DescriptionGiven a set of data objects, correlation computing refers to the problem of efficiently finding groups of strongly-related data objects in very large databases. Many
important applications in business and science depend on efficient and effective correlation computing techniques to discover relationships within large collections of data. In spite of much attention to the development of traditional statistical correlation
computing techniques, researchers and practitioners are facing increasing challenges to discover association patterns from data produced by emerging data-intensive applications. Indeed, the sizes of real-world data sets are growing at an extraordinary rate.
Furthermore, these data can be multi-scale, multi-level, multi-source, and dynamic in nature. These characteristics may not be a critical issue for data analysis when the size of data is small. However, as data become very large, it becomes a real challenge
for applying traditional statistical correlation computing techniques directly.

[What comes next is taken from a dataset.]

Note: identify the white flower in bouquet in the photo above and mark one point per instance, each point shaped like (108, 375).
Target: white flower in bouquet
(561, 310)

In this dissertation, we first introduce an incremental solution for dynamic correlation computing. Along this line, we develop checkpoint-based algorithms, which can efficiently incorporate new transactions for correlation computing as they become available. The key idea is to exploit a checkpoint to establish a computation buffer, which can help us determine an upper bound for the correlation. This checkpoint bound can be used to identify a short list of candidate pairs, which will be maintained and computed for correlations as new transactions are added into the database. When the total number of new transactions goes beyond the buffer size, a new upper bound is computed for the next checkpoint, and a new list of candidate pairs is established. Experimental results on real-world data sets show that the checkpoint based algorithms can significantly reduce the correlation computing costs in dynamic data environments, and has the advantage of compacting the use of memory space. Furthermore, extending the pair-wise relationship, we examine confounding effects of additional items on the correlation of an item pair. Instead of searching for correlation patterns at the global level, we propose to efficiently find
confounding effects attributable to local associations. Finally, we examine applications of correlation computing to solve two real-world problems. One application is correlation range query for a given item in recommender systems. The other application
is in financial risk computing, which can serve as an example of time series data that are prone to noise and outliers.